全日本柔道連盟の上村春樹会長(62)が23日、ついに国から「辞任勧告」を受けた。内閣府に呼ばれて公益認定等委員会から安倍晋三首相(58)名の勧告書を受け取った。新法人制度が施行された08年12月から勧告が出されたのは初めて。8月末までに信頼を回復するための処置を講じることを求めたものだが、会見した同委員会の山下徹委員長(65)は、言葉を選びながらも会長の辞任を含む体制刷新を求める考えを示した。

 上村会長の顔は、こわばったままだった。稲田朋美行政改革担当相から勧告書を受け取ると「いろいろな問題でお騒がせし、心からおわびいたします」と頭を下げた。公益法人に初めて出た書面の右上には、安倍晋三の名と総理大臣印。「真摯(しんし)に受け止めて、対応したい」。硬い表情のままで言った。

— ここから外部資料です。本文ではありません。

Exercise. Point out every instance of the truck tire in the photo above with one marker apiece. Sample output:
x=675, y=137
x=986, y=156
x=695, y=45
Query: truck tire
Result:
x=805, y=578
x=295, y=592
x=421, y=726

 安倍首相は4月の参院予算委員会で苦言を呈していた。暴力問題などや助成金不正受給に「極めて残念。青少年に悪い影響を与える」。中学校の柔道など武道必修化を決めたのは第1次安倍内閣。柔道への思いもあるだけに「みんなが考え方を変える必要がある」と再生を期待して話していた。

 首相の名前で突きつけられた勧告は、厳しい内容だった。上村会長を含めた全柔連の組織が「公益目的事業を行うのに必要な経理的基礎と技術的能力に欠ける疑いがある」と指摘。執行部(会長、専務理事、事務局長)、理事会、監事、評議員会までも「職務上の義務に違反している疑い」と「ダメ出し」をされた。

 上村会長は、改革・改善プロジェクトで信頼回復に努めているつもりだったはず。改革を軌道に乗せた10月の辞任も公言していた。しかし、それでも勧告が出された。山下委員長は「今やられていることは実行してほしいが、その後に疑問がある」と厳しかった。

 求められるのは、体制の刷新だ。同委は「(勧告より上の)命令になるから」と具体的な処置には言及しない。「人事は法人が責任をもってやるもの」と山下委員長。それでも、同委員長は「責任をとってやめることは必要。結果として、そう(辞任と)なることはある」。同委の高野修一事務局長も「そこまで言わせないで」と暗に辞任を求めた。

 もっとも、稲田行革担当相から「信頼回復に努めてください」と言われ、山下委員長からも「8月末までに適切な処置を」と求められた上村会長は「改革を進めたい」と変わらない意欲をみせた。勧告書の行間に早期の退陣を望んだ同委の思いも届かず、1度は「(辞任時期の)前倒しもある」と話したが、その後は「メドは10月」と繰り返した。

 勧告書では不正受給、不正徴収した助成金6055万円についても「速やかに返還し、責任の所在に応じた賠償請求等を検討すること」とされた。公益法人である全柔連に損害が生じることは「国民の資産に穴があくこと」だからだ。上村会長は「それは検討する」と話したが、何も進んでいない現実では行政府の理解が得られるはずもない。

 この日、公益認定等委員会は「公益法人の自己規律について」という異例の声明を出した。「公益法人は国民の信頼なくして成り立たない」という内容だ。あくまで改革を進めたいという上村会長に対し「国民の声」を背景に首相の名前で突きつけられた「ノー」。これまでにない重い指摘を、上村会長と全柔連はどう受け止めるのか。